Nesta engrenagem o Estado logo se avocou como titular absoluto do direito de sancionar, ante a percepção de seus mandatários de que haveria necessidade de submissão dos comandados, e isso só se faria pela intimidação e punição. Assim, o monopólio do direito de punir não foi apenas a substituição da vingança privada e a decisão imposta pela força do mais forte pelo particular, mas estratégia de exercício de poder, institucionalizado na vontade daqueles que assumiram o poder político e econômico, de modo a tornar os demais reféns de suas vontades, pelo império das leis.

Avançando na história, mesmo em regimes democráticos, o sistema punitivo passou a ser a expressão de intolerância do Estado em face aos seus próprios cidadãos. Acontece que ao assenhorar de tal forma da força e da violência, não raro o Estado passou a ser o próprio violador dos direitos fundamentais do ente humano, quando, ao contrário, tem a obrigatoriedade de assegurá-los.

Não se trata de um acaso ou embuste. A par de apaziguar os conflitos, aqueles que detêm o poder aproveitam do próprio status e privilégio tomando o Estado como guardião de seus interesses. Em contrapartida, sufocam as minorias, inibindo suas participações políticas, numa acinte à democracia, repudiando os movimentos sociais como atos insurgentes ao estado de direito e que por isso devem ser coibidos com políticas policialescas e criminais. Com isso, o poder de punir passa a ser mais um de instrumento de controle e dominação.

A prova concreta deste fato são as investidas constantes no sentido de se criminalizar movimentos sociais, ou condutas praticadas especificamente pelos renegados do modelo social vigorante. Ou, ainda, a exposição marginal destes movimentos reivindicatórios como rebelados a uma estrutura institucional posta, contrários, portanto, a um regime de lei e ordem, quando, a rigor, o que se pede é justamente a participação no processo político que ser quer democrático.

No Brasil ainda convivemos com desigualdades gritantes, um dos motivos criminológicos mais evidentes da violência urbana, ante as escolhas punitivas daqueles que querem se ver protegidos. Não obstante, desde a Constituição Federal de 1988 há uma expectativa grande para suplantação de demandas sociais históricas e que são sempre adiadas, mesmo diante dos compromissos ditados e assumidos pelo constituinte ao povo brasileiro. A rigor, o que ocorre é que as forças políticas dominantes são ditadas pelo poderio econômico, e por outros grupos oligárquicos, conservadores e moralistas que resistem à perda de privilégios.

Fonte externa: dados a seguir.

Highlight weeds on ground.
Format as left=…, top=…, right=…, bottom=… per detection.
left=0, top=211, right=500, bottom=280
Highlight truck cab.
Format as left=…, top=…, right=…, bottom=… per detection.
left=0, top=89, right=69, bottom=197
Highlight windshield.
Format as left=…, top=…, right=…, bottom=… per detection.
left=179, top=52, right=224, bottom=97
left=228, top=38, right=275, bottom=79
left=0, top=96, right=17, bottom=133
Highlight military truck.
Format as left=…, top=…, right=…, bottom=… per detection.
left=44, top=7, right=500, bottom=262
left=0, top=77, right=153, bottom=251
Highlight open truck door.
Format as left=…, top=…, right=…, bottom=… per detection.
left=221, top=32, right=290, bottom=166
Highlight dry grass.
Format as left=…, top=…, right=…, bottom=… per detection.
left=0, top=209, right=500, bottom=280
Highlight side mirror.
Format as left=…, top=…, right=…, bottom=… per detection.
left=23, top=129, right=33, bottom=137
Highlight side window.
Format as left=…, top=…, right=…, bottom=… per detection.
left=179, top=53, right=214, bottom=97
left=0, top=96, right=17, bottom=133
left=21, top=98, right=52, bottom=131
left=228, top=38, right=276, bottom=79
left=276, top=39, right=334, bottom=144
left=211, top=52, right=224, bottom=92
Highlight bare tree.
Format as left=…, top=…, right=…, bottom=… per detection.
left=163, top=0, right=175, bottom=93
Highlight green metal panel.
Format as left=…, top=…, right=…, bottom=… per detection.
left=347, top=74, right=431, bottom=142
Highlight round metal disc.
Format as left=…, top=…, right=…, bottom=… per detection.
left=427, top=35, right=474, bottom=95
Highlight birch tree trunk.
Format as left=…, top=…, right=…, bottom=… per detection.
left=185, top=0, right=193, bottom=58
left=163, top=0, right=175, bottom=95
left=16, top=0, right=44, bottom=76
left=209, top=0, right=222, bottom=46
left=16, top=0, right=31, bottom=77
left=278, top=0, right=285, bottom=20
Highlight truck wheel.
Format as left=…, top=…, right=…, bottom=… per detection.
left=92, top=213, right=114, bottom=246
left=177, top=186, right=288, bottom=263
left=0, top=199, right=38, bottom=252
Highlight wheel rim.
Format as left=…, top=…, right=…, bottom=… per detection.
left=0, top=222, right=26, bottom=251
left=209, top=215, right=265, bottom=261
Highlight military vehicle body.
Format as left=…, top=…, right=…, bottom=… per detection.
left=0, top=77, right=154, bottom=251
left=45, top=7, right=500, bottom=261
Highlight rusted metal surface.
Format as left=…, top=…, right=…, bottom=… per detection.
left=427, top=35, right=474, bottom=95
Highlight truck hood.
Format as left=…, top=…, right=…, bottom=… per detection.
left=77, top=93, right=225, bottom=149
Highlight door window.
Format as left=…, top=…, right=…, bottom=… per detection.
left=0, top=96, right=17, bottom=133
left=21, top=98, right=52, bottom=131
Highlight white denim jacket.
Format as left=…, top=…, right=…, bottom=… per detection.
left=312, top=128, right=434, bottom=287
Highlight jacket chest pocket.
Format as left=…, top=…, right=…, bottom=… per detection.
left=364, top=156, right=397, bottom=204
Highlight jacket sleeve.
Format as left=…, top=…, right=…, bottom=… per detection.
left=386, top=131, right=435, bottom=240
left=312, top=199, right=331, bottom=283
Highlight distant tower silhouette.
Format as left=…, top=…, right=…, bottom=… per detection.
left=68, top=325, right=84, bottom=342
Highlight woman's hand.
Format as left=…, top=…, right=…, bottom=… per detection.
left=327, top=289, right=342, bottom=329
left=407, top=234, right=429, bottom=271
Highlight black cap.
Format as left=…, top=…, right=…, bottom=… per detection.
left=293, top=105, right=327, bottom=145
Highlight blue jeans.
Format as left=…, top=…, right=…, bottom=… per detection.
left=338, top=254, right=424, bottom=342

O Estado não pode servir apenas alguns interesses. É fato que as instituições estatais são formadas por pessoas que em regra vêm, ou representam estes grupos dominantes. Com isso, apesar das razões de Estado suplantar interesses individualizados, as instituições têm sido responsáveis decisivamente para delonga no atendimento dos ditames constitucionais, afrontando o próprio regime democrático, instituído como cláusula pétrea.

Vacila o Legislativo, principalmente, na medida em que não propugna pela edição de leis que venham complementar os mandamentos constitucionais, fazendo com que convivamos com legislações, inclusive na seara penal e processual, de mais de meio século, numa realidade completamente distinta daquela prevista no atual texto constitucional.

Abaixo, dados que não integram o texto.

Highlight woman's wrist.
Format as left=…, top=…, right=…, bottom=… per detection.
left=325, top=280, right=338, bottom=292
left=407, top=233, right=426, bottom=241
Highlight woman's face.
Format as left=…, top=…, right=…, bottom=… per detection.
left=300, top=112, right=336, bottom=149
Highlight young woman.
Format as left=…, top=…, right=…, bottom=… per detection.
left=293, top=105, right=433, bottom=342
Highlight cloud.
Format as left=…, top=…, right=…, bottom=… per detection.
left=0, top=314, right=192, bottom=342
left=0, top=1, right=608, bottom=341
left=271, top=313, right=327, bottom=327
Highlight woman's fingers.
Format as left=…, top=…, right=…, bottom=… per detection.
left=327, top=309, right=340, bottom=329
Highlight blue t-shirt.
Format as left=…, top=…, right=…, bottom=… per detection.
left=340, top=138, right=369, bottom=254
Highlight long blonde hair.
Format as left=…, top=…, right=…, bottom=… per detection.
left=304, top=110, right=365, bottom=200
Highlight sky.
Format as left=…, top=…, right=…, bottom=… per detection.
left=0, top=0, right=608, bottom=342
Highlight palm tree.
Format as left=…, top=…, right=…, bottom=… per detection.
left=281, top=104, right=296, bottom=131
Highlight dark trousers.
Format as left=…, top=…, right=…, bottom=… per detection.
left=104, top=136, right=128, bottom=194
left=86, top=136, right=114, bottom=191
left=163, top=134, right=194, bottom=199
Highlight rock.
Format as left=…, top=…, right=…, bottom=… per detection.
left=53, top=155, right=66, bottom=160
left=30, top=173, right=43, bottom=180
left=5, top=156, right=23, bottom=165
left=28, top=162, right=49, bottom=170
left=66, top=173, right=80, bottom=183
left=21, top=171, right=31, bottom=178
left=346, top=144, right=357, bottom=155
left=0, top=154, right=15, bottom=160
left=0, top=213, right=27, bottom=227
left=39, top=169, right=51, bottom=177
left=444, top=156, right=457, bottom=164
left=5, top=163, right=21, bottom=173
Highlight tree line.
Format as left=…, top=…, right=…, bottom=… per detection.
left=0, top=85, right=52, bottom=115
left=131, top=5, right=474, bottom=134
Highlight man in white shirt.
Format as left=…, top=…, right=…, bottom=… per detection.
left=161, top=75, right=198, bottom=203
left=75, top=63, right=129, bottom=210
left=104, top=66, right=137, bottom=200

O Executivo se omite quando deixa de atuar ativamente como determina a Constituição Federal na garantia dos direitos humanos, seja quanto aos valores fundamentais, quer quando deixa de assegurar os direitos sociais básicos e incondicionais à preservação da dignidade humana. Deve ser observado que não se tratam de escolhas a serem feitas pelo gestor de um governo, mas de compromissos estatais e que (arts. 1º. e 3º. da CF) não podem ser negligenciados. Ao contrário dos argumentos apresentados frequentemente, com bases em teorias justificadoras, é preciso que se assuma um compromisso político com tais temas, tanto é verdadeiro que o poder público não falha quando é exigida sua presença na tarefa punitiva, uma das atribuições mais onerosas financeiramente e mais inócuas para solução dos efetivos problemas estruturais e sociais.

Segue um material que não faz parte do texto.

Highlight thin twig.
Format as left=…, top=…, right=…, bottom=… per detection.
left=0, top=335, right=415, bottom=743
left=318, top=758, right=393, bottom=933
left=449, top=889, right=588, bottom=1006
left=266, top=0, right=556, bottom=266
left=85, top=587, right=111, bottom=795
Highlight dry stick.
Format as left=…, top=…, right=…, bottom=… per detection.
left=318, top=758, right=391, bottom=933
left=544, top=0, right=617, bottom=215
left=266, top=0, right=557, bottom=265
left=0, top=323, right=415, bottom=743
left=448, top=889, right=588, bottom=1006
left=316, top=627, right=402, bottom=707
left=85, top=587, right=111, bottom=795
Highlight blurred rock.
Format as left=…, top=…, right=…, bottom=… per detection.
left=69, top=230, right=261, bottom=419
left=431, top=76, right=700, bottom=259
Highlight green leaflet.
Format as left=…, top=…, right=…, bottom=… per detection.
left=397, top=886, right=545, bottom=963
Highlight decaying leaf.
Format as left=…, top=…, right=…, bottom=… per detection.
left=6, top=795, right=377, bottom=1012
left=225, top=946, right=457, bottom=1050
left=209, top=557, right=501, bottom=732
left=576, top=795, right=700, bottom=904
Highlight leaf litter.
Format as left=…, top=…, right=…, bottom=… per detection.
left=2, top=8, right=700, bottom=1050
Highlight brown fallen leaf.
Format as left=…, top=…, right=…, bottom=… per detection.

O Judiciário, por seu turno, acomoda-se no papel de braço mais frágil nesta relação de poder, ainda pautado pela inércia e obediência quase cega aos editos legais. Neste contexto, não assumiu suas verdadeiras atribuições para fazer valer as disposições constitucionais ante a inoperância e desmandos dos demais poderes. O ativismo judiciário, embora visto com repulsa por grande parcela, inclusive dentro da própria magistratura, é preceito implícito no texto constitucional, quando a República Federativa do Brasil compromete-se com a superação de desigualdades, com a erradicação da pobreza e desequilíbrios sociais, com as garantias dos valores básicos e dos direitos fundamentais de todo cidadão, tendo a dignidade humana como base para suas interpretações e julgamentos.

Enquanto o Estado, por suas instituições se postam distantes da realidade social e constitucional, não esquece que a sociedade é conflitiva. Sem depurar, todavia, muitas das razões destas cisões sociais, por vezes resultantes da sua inoperosidade, nunca falha quando tem que estabelecer novas regras punitivas, sobretudo para os movimentos que se apresentam insurgentes com a ordem posta.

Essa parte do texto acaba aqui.